Its heavy daïs, of faded silk by day,

Looked stony in its tintlessness, and took

The semblance of the marble canopy

Above some Templar's tomb. Yea, every nook

Of this strange room bred awe, I know not why,

While dim mysterious gleamings seemed to thrill

From swords and shields that decked the walls on high.

With soundless step, approaching nearer still,

I touched the sculptured oak, while love and fear

Contesting in my breast suspended will.

I saw her shape but vaguely, but could hear

Her placid breath attesting, if aught could,

A dreamless sleep and conscience wholly clear.

Love in my breast was winning, as I stood

And watched her thus some moments in her sleep;

Her tranquil breathing seemed to do me good.

But suddenly it quickened with a leap,

Becoming like the fierce and panting breath

Of one in flight, who climbs a rocky steep.

The soul seemed struggling with the fear of death,

While broken utterings in a tongue unknown

Escaped at moments through her tightened teeth.

I was about to wake her, when the moon

Lit up the bed, and let me see a sight

Which for a while changed flesh and blood to stone.

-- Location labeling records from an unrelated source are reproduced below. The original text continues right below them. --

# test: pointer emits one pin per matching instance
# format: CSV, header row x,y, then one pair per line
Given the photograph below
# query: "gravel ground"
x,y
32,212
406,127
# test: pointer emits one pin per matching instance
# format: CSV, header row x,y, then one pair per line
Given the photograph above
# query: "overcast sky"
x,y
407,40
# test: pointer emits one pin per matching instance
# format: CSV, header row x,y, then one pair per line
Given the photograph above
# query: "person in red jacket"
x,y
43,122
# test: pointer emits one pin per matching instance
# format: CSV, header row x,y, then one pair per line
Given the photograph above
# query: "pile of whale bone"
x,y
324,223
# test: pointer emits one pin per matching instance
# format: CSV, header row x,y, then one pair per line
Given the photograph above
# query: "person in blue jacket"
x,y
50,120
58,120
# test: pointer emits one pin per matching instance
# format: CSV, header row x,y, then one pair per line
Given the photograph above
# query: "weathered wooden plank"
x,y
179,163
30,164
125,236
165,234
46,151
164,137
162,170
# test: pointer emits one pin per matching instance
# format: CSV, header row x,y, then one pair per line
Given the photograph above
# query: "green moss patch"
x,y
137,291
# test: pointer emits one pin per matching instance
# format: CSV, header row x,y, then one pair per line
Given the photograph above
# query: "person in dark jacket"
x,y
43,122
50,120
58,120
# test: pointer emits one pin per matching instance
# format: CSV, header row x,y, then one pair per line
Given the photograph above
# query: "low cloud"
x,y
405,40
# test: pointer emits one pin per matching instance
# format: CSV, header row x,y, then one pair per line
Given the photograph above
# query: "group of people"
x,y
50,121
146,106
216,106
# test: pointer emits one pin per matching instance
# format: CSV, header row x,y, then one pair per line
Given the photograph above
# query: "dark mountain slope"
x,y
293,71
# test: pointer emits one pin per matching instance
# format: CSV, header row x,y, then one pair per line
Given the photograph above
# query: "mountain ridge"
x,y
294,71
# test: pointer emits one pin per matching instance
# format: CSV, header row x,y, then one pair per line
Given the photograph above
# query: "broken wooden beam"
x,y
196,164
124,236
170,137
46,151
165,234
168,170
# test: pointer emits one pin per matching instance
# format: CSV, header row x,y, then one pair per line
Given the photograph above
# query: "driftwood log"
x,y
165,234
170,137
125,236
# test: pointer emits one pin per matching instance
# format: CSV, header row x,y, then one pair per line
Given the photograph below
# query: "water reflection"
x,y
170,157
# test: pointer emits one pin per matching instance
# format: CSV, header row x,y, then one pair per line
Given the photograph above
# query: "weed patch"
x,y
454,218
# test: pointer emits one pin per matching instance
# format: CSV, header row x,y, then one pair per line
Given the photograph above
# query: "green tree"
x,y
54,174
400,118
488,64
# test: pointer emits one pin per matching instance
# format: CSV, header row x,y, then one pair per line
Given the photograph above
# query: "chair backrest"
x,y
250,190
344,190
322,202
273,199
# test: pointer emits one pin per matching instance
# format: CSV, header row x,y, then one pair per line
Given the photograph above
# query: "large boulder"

All round the face, convulsed in sleep and white,

Innumerable snakes—some large and slow,

Some lithe and small—writhed bluish in the light,

Each striving with a sort of ceaseless flow

To quit the head, and groping as in doubt;

Then, fast retained, returning to the brow.

They glided on her pillow; all about

The moonlit sheet in endless turn and coil,

And all about her bosom, in and out;

While round her temples, pale as leaden foil,

And fast closed lids, live curls of vipers twined,

Whose endless writhe had made all hell recoil.

Long I stood petrified; both limbs and mind

Refusing in the presence of that face

The customary work to each assigned.

But, all at once, I felt a fire replace

My frozen blood, and unseen spirits seemed

To call for an Avenger, and to brace

My arm for one great blow. Above me gleamed

A double-handed sword upon the wall,

Whose weight, till then, beyond my strength I deemed.

I seized it, swung it high, and let it fall

Like thunder on the sleeping Gorgon's neck

Before her eye could see or tongue could call.

And, O my God! as if herself a snake

Which, stricken of a sudden in its sleep,

Coils up and writhes all round the injuring stake,

She coiled about the weapon in a heap,

But gave no sound, while all the sheet soaked red,

Except a sort of gurgle hoarse and deep,

Which made me strike again, until the head,

Whose beauty death's convulsion seemed to spare,

Rolled like a heavy ball from off the bed.

I held the dripping trophy by the hair,

Which now no more was snakes, but long black locks,

And scanned the features with a haggard stare.

And, like to one around whose spirit flocks

Too great a crowd of thoughts for thought to act,

I fled once more along the moonlit rocks.

Then Doubt, with his tormentors, came and racked.